Like I said before, this movie is pure Oscar bait. It is a depressing but also uplifting drama, and it stars an actor primarily known for his work in superhero films in a “serious” role. There’s lots of courtroom drama and tension, a sad ending, and lots of emphasis on the importance of family. But, there’s also a lot that this movie is missing. Primarily, a plot that is not completely and utterly predictable. I understand that’s there’s only so many things you can do with a story based around a trial, but still, I was pretty bored through most of it. It’s not that it’s bad exactly, but you can see the end coming from a mile away. Come to think of it, you can easily figure out the entire plot of the movie from about the first ten to fifteen minutes.
There’s also a number of strange things the movie does have that I wish it didn’t.
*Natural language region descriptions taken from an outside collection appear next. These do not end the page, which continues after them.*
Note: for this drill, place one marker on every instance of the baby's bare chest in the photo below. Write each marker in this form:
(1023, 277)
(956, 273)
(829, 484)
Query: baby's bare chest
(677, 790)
The film tries to insert some slices of comic relief into the film to prevent the audience from being too down about the inevitable downer ending. While this is a laudable goal, for some reason the screenwriter thought the best way to go about this was to make a whole bunch of jokes about incest. Seriously, it’s really weird to switch between dramatic courtroom scenes and jokes about Robert Downey Jr. making out with a girl who may be his daughter. Also, the beginning of the film has the obligatory shot of Downey Jr. driving through fields of endless wheat, but for some reason the scene is actually CGI. It’s really obvious and poor-quality CGI and totally breaks the suspension of disbelief. Finally, the film plays the Bon Iver song “Holocene” over two depressing scenes, because apparently the filmmakers had enough money to hire Iron Man but not get the rights to two different dramatic songs (and this is coming from someone who loves Bon Iver). I probably sound like I’m nit-picking things, and I very well may be, but they were all highly obvious and extremely annoying, and they are unforgivable in a film that so obviously aims for the Academy. The little things are important, especially when the big things like plot are not good enough to forgive smaller flaws.
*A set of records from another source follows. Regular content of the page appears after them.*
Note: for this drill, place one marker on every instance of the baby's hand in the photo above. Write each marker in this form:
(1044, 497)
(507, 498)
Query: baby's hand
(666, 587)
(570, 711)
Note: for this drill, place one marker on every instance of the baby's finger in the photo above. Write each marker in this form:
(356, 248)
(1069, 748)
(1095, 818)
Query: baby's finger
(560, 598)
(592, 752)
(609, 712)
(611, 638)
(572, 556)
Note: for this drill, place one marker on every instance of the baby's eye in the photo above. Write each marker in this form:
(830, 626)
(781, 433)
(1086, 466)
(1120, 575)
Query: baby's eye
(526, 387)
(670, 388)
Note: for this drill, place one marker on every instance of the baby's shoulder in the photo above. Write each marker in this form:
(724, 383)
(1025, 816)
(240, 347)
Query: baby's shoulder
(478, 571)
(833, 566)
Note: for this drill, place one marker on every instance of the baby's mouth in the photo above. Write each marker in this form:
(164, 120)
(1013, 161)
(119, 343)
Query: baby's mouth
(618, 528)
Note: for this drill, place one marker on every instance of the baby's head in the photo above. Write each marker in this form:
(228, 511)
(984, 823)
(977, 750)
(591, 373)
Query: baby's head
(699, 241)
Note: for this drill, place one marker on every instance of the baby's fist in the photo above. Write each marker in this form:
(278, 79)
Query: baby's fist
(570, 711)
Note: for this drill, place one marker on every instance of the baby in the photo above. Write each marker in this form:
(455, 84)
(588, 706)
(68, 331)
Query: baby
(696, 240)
At the end of the day though, The Judge is not a horrible film. Sure, it’s extremely predictable and has a number of flaws. But the acting is not awful, and the story does manage to pull the heartstrings even if you can clearly see everything coming. The Judge was clearly written as Oscar Bait, and if you enjoy those types of films you may very well enjoy this. Just be well-aware that it is at the far lower end of that category. This is not the film that will get Downey Jr. his Oscar.
Oh, and Hollywood, please don’t use Western Massachusetts as a substitute for the Midwest. No one is buying that Shelburne Falls is actually Indiana, and again it’s really obvious and annoying. Like I said, the little things matter.